Und sie erzählte ihnen von einem grossen Reiche, in dem sie Königin sei und wohin sie bald zurückkehren werde. Dort wohne sie in einem grossen bleichen Schlosse mit himmelhohen Wäldern, mit smaragdgrünen Seen und silberweissen Schwänen, marmornen Brunnen und singenden Quellen.

Und sie trage eine Krone aus den Sternen des Himmels und den Mond als Demant im Haare.

Rings um ihr Reich aber liege das Meer, das grosse, tiefe Meer, d’rin spiegelten sich rote Sonnen, und d’rin schaukelten blaue Wellen, und das rausche und singe zu der ewigen Musik der Sphären.

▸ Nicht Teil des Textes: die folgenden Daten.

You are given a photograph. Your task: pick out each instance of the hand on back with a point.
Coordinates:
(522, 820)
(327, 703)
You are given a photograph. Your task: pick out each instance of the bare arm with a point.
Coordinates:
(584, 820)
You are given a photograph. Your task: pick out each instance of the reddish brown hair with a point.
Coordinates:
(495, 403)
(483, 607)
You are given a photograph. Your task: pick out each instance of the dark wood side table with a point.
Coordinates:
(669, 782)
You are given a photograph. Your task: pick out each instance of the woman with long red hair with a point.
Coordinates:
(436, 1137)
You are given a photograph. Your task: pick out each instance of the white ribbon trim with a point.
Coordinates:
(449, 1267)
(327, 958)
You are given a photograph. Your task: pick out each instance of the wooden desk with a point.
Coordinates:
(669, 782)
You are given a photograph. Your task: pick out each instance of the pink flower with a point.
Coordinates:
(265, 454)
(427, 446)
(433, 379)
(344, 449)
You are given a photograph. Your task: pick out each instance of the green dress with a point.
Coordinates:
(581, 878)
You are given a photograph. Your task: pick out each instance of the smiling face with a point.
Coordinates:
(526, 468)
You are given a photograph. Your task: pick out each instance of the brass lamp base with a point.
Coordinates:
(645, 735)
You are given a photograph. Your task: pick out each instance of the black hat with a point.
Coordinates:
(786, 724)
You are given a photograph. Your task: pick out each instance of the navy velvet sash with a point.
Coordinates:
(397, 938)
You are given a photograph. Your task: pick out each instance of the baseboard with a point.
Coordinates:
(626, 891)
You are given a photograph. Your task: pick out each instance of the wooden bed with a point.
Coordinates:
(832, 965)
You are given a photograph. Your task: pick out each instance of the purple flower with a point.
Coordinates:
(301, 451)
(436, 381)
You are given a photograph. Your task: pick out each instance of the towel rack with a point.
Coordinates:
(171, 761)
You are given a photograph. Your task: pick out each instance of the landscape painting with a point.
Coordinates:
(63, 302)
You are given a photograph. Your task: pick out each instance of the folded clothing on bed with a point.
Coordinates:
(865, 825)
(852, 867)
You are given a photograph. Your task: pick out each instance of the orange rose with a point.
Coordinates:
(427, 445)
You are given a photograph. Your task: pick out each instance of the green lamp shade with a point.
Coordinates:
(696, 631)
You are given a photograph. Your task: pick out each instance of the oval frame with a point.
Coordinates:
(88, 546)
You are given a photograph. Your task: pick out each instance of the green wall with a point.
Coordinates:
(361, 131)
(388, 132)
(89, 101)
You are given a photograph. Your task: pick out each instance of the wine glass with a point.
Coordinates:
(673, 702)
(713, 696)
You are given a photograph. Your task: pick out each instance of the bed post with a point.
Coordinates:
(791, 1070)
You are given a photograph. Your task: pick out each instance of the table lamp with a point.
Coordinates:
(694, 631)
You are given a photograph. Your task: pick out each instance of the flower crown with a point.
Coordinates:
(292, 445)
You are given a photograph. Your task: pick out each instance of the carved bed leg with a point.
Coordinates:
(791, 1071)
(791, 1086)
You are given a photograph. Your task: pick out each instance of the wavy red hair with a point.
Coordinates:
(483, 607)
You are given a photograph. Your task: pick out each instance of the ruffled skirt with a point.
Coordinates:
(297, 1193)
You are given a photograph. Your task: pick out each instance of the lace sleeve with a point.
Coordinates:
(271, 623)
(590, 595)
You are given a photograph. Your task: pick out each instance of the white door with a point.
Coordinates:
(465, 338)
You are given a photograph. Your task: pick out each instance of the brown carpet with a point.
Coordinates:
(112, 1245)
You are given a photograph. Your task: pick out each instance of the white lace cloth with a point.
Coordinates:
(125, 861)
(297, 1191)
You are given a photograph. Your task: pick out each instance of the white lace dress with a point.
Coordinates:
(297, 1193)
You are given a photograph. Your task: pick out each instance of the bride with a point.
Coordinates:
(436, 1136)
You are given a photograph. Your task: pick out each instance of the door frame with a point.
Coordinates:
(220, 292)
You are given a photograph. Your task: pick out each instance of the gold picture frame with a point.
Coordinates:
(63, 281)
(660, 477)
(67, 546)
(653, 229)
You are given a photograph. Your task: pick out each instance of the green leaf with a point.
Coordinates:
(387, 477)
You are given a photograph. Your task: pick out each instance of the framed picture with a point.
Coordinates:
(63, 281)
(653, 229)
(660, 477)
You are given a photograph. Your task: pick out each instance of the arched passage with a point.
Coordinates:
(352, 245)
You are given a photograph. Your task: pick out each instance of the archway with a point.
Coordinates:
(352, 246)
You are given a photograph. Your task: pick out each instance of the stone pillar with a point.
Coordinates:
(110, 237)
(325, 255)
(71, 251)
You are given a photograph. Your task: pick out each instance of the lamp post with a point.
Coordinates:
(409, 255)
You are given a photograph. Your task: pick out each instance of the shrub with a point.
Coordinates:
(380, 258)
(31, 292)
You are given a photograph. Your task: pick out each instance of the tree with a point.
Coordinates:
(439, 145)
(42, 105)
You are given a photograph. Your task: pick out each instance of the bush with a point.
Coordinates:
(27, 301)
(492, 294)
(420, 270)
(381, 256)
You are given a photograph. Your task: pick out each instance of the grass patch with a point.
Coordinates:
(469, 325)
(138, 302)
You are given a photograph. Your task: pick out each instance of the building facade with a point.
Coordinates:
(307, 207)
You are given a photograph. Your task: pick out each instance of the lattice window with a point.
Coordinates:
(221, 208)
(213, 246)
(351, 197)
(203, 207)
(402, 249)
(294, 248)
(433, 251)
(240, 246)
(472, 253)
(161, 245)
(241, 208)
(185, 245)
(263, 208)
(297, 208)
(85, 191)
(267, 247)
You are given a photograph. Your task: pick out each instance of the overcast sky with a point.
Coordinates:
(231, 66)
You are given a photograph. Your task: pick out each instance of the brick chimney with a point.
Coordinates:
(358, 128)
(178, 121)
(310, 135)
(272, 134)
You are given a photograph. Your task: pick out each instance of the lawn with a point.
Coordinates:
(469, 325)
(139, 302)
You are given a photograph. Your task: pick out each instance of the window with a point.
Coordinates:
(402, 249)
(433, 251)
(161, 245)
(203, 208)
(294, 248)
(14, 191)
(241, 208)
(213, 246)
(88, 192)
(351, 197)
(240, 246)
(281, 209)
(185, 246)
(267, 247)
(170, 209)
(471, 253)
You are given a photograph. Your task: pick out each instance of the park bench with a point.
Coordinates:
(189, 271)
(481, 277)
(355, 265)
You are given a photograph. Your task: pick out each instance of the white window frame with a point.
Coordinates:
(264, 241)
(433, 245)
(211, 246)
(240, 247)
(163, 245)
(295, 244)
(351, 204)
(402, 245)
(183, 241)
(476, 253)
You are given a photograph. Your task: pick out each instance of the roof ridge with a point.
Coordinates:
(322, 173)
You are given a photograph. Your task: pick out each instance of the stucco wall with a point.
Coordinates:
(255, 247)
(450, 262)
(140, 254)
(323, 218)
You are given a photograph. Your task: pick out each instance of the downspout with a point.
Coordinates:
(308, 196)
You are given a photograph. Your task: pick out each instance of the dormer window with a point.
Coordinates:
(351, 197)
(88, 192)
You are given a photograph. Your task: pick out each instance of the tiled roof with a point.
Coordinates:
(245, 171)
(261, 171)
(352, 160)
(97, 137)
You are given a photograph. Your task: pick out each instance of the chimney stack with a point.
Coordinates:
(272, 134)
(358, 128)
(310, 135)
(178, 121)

„Aber warum“ frug ein Jüngling, „willst Du nicht bei uns bleiben und unsere Königin sein?“

„Weil ihr das Leben seid“ flüsterte sie, „und mein Reich — der Tod ist.“ —

Und eines Tages war sie verschwunden. Und alle, die sie liebten, machten sich auf und zogen hinaus in die Welt, sie zu suchen und König zu werden in ihrem Reiche.

Und sie zogen durch die ganze Erde und suchten und suchten, im Eis des Nordens und in der Glut des Südens, über wilde Meere fuhren sie und tiefe Abgründe überstiegen sie, und immer noch ziehen sie umher und suchen das Reich ihrer Königin.

Und das sind die Zigeuner der Sehnsucht, die nicht ruhen können noch rasten und immer suchen müssen, immer, immer, die entschwundene Schönheit.